Compulsão poética
Sobre o mundo que me é permitido conhecer
construo longos textos mentais.
Ideías transformam-se em teses definitivas.
Logo substituídas por antíteses irrebatíveis.
E, mal se transformam em sínteses elucidativas
já são novas teses com gosto de ponto final.
Assim, quando as páginas em branco preparam-se
para receber todo um mundo de conclusões,
ensaios, resenhas, roteiros, longas dissertações...
vem a poesia, insistente, atropelando tudo.
E, a tudo reduz, segundo seus próprios critérios.
Vai buscar o sumo do fruto amadurecido
e deleita-se com o néctar da árdua reflexão.
Depois atira fora a casca, as sementes,
para digerir a polpa, que nunca alimenta por completo.
E assim,esse jejum de palavras,sempre pede mais.
Porque todas as doces, salgadas, apimentadas e ácidas palavras
ainda revoluteiam em torno das páginas vazias.
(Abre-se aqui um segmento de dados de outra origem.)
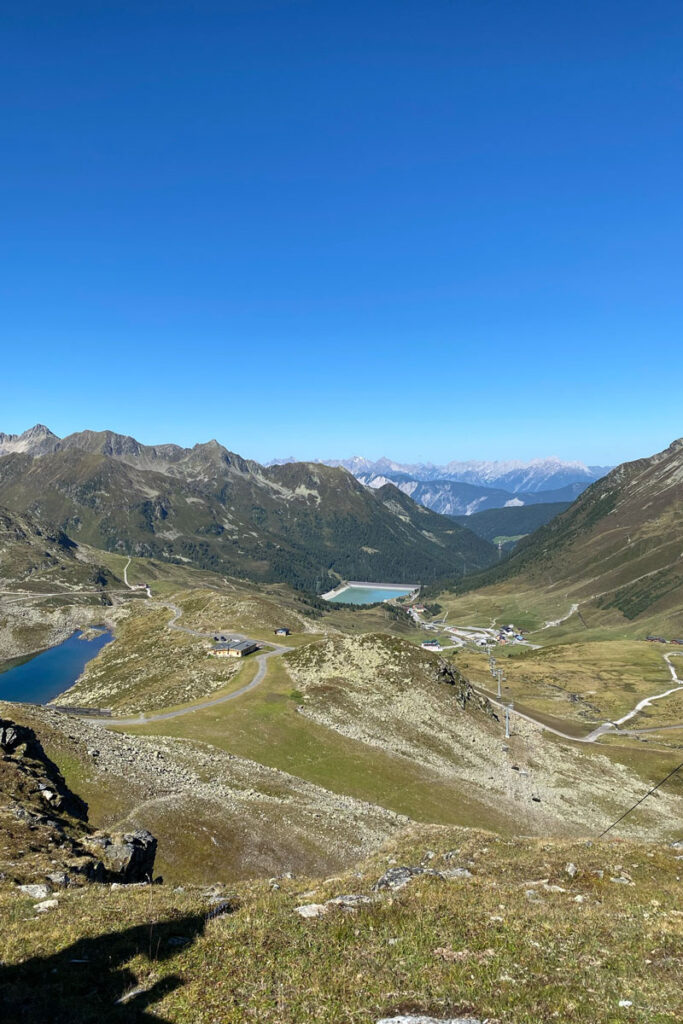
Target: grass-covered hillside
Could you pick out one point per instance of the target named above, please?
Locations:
(306, 524)
(509, 931)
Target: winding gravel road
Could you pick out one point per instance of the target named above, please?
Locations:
(143, 719)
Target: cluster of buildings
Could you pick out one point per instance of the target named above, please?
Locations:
(508, 633)
(233, 648)
(226, 647)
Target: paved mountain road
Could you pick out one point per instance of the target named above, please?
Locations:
(143, 719)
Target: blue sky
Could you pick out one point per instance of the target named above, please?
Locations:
(426, 228)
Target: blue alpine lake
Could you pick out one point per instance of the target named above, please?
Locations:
(44, 676)
(369, 595)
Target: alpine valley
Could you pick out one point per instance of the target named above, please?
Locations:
(421, 784)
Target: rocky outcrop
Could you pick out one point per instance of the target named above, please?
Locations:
(45, 838)
(126, 857)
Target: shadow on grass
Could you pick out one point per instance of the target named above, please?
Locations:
(89, 982)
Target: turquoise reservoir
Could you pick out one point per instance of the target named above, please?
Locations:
(44, 676)
(369, 595)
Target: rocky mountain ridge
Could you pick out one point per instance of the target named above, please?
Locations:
(46, 842)
(620, 543)
(303, 523)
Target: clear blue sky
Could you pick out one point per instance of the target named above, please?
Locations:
(426, 228)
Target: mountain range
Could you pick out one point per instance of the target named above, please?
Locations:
(619, 545)
(303, 523)
(513, 476)
(462, 488)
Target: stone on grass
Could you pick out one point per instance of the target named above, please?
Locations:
(311, 910)
(36, 891)
(47, 904)
(396, 878)
(456, 872)
(411, 1019)
(348, 902)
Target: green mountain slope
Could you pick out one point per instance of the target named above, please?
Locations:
(36, 557)
(303, 523)
(620, 543)
(511, 521)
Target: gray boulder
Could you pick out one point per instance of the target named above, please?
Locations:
(125, 857)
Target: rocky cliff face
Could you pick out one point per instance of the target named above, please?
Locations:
(45, 841)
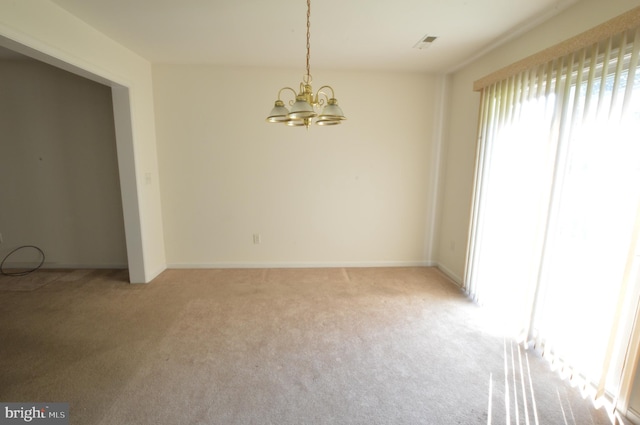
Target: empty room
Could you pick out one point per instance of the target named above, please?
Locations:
(320, 212)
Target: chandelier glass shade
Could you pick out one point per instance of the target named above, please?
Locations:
(304, 108)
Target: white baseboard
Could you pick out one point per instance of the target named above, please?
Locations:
(451, 275)
(287, 265)
(47, 265)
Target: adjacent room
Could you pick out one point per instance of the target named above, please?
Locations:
(410, 212)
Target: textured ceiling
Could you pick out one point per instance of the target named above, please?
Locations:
(345, 34)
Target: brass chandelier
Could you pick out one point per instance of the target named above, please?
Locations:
(303, 109)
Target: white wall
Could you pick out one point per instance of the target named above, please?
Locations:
(58, 168)
(43, 30)
(354, 194)
(463, 118)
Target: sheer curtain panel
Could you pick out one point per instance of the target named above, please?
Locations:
(556, 202)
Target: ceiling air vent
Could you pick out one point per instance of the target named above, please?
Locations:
(425, 42)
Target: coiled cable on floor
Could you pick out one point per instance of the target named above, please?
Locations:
(23, 272)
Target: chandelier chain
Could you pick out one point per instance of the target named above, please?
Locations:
(308, 41)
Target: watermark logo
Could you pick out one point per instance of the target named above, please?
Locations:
(34, 413)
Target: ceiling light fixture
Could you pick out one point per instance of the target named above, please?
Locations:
(303, 109)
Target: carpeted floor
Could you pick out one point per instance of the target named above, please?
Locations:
(272, 346)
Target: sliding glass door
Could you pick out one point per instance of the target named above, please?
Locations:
(556, 203)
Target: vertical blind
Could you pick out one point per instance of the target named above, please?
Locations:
(556, 202)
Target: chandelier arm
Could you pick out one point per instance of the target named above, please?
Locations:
(319, 92)
(286, 88)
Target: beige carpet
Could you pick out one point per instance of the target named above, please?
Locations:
(272, 346)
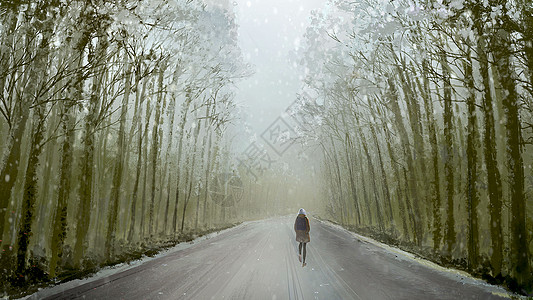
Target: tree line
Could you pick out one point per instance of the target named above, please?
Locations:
(422, 110)
(114, 117)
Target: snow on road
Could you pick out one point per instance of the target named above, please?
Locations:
(258, 260)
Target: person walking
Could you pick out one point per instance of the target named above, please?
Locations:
(302, 228)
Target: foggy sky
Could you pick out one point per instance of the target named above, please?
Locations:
(268, 32)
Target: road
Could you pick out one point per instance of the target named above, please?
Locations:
(258, 260)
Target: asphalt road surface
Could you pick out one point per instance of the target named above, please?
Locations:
(258, 260)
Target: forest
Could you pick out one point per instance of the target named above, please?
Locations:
(423, 112)
(114, 116)
(121, 130)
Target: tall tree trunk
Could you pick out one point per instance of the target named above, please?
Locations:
(139, 100)
(171, 114)
(191, 176)
(448, 156)
(472, 165)
(431, 125)
(145, 168)
(490, 154)
(87, 164)
(414, 210)
(384, 183)
(502, 50)
(60, 216)
(349, 153)
(118, 167)
(155, 151)
(184, 112)
(30, 188)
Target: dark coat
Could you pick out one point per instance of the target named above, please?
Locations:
(302, 228)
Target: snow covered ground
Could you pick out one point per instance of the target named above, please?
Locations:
(258, 260)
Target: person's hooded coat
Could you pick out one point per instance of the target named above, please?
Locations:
(302, 228)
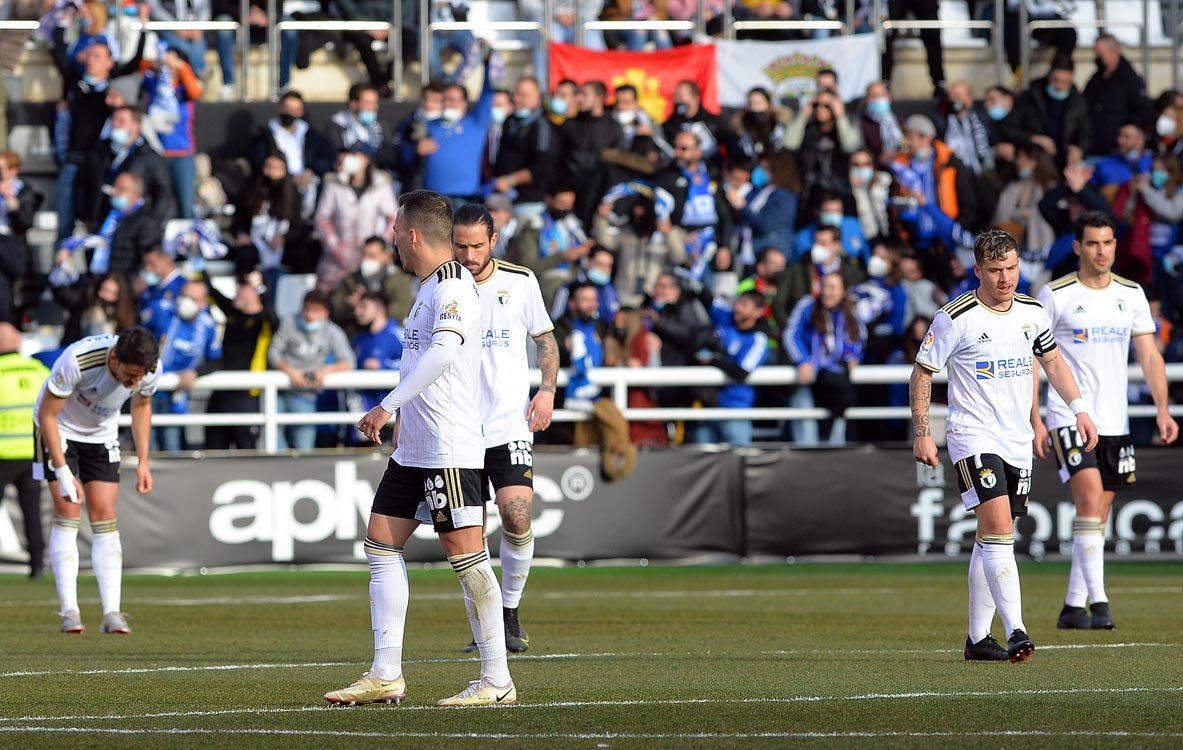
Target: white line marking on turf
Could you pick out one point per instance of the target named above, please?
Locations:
(615, 704)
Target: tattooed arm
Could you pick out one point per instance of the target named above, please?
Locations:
(542, 406)
(919, 392)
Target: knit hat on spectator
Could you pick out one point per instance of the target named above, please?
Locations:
(922, 125)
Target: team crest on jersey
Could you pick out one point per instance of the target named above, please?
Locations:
(987, 478)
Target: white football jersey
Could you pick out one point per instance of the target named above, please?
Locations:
(441, 427)
(511, 310)
(94, 398)
(1093, 328)
(989, 355)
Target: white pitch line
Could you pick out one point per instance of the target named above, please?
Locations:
(618, 704)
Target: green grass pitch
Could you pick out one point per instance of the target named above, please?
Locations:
(807, 655)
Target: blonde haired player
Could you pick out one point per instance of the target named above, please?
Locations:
(988, 338)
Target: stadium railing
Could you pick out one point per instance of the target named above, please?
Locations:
(615, 380)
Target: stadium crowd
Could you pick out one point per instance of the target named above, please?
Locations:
(822, 238)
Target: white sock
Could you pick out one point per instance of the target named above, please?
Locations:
(64, 560)
(483, 602)
(389, 594)
(981, 601)
(517, 554)
(107, 560)
(1002, 575)
(1088, 537)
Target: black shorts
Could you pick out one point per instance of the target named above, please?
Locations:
(986, 476)
(510, 465)
(1113, 457)
(446, 498)
(89, 461)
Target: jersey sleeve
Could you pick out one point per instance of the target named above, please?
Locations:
(457, 306)
(1143, 321)
(938, 343)
(537, 317)
(65, 375)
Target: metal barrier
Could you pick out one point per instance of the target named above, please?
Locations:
(616, 380)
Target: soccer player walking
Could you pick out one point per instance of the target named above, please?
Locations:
(511, 308)
(1094, 315)
(435, 471)
(77, 448)
(988, 338)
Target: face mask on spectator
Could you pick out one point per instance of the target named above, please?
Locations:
(996, 112)
(1055, 94)
(878, 267)
(878, 107)
(187, 308)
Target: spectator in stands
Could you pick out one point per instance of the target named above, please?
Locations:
(1116, 95)
(377, 343)
(697, 206)
(823, 140)
(769, 209)
(306, 348)
(741, 347)
(409, 131)
(524, 161)
(871, 189)
(304, 149)
(188, 343)
(18, 207)
(173, 86)
(878, 123)
(267, 231)
(832, 212)
(1053, 115)
(582, 140)
(553, 250)
(251, 322)
(713, 135)
(923, 11)
(356, 201)
(379, 273)
(760, 128)
(124, 152)
(359, 122)
(157, 279)
(226, 41)
(88, 111)
(825, 342)
(1062, 40)
(1017, 209)
(564, 102)
(454, 143)
(188, 40)
(965, 131)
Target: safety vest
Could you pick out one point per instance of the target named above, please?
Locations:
(20, 380)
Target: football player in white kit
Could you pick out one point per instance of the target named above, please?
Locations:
(77, 448)
(1094, 315)
(988, 338)
(511, 309)
(435, 471)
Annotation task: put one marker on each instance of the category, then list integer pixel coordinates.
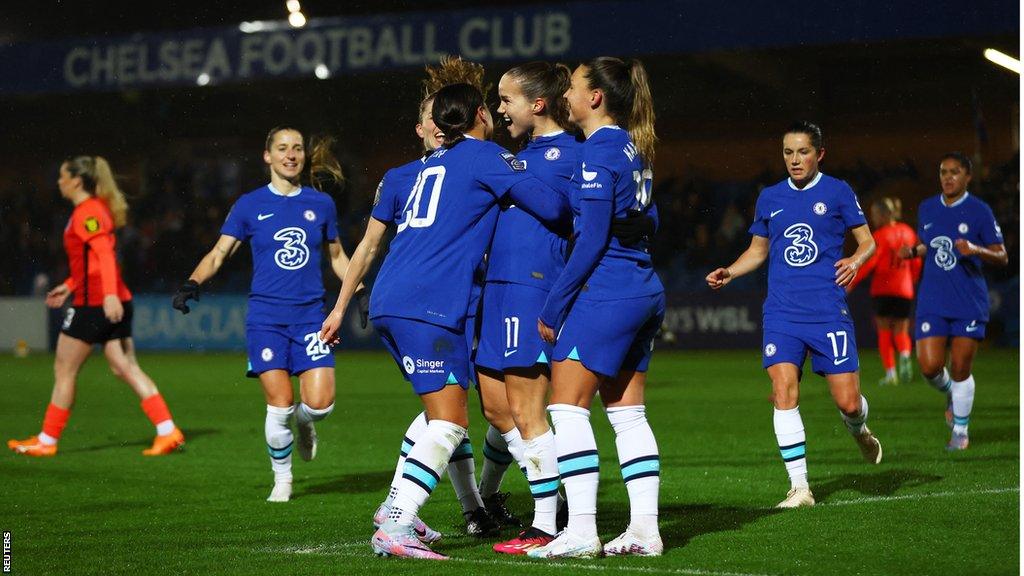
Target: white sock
(416, 428)
(963, 403)
(640, 464)
(792, 445)
(941, 381)
(578, 465)
(855, 423)
(304, 414)
(462, 472)
(424, 466)
(279, 442)
(497, 458)
(541, 460)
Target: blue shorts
(833, 345)
(508, 329)
(430, 357)
(610, 336)
(928, 326)
(292, 347)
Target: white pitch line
(873, 499)
(342, 549)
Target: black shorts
(891, 306)
(89, 325)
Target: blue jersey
(611, 169)
(952, 285)
(523, 250)
(805, 231)
(393, 190)
(449, 220)
(287, 235)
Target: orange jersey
(89, 242)
(893, 277)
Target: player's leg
(71, 354)
(573, 386)
(962, 353)
(527, 392)
(435, 360)
(790, 432)
(884, 327)
(639, 461)
(502, 447)
(280, 440)
(901, 336)
(120, 355)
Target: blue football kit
(607, 304)
(806, 311)
(524, 259)
(287, 235)
(421, 299)
(952, 299)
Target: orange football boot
(32, 447)
(166, 444)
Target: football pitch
(101, 507)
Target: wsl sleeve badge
(513, 162)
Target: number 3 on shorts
(315, 350)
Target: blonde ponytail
(108, 191)
(642, 114)
(325, 168)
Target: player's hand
(547, 332)
(363, 304)
(180, 299)
(56, 297)
(329, 330)
(719, 278)
(906, 252)
(966, 248)
(846, 270)
(113, 309)
(634, 229)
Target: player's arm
(207, 269)
(750, 260)
(846, 269)
(994, 254)
(339, 262)
(363, 258)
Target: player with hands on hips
(799, 227)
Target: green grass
(100, 507)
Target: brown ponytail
(642, 115)
(97, 179)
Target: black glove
(637, 227)
(180, 299)
(363, 304)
Todos os olhares, gestos, vozes,verdades, mentiras,
indignações, receios, rompantes, repressões, êxtases...
todas as mais solenes e justificadas queixas,gritam...
esperando sua vez de entrarem no poema.
No entanto, há quem escreva com mais propriedade sobre tudo isso...
Resta o desígnio de que não se pode fugir.
Uma aceitação da intensa subjetividade e fantasia
permeando a vida do poeta.
Um reconhecimento da única forma concreta
em que pode expressar suas vivências.
Resta ainda a opção de não faze-lo...
Não fora a saudável(?) compulsão
de preencher páginas em branco com delírios
em que até mesmo as mentes mais objetivas encontrarão refúgio.
Quando em uma noite fria, decidirem por um solitário recanto
um bom vinho e momentos de arroubo poético...
o que mais poderá aquecer o seu espírito?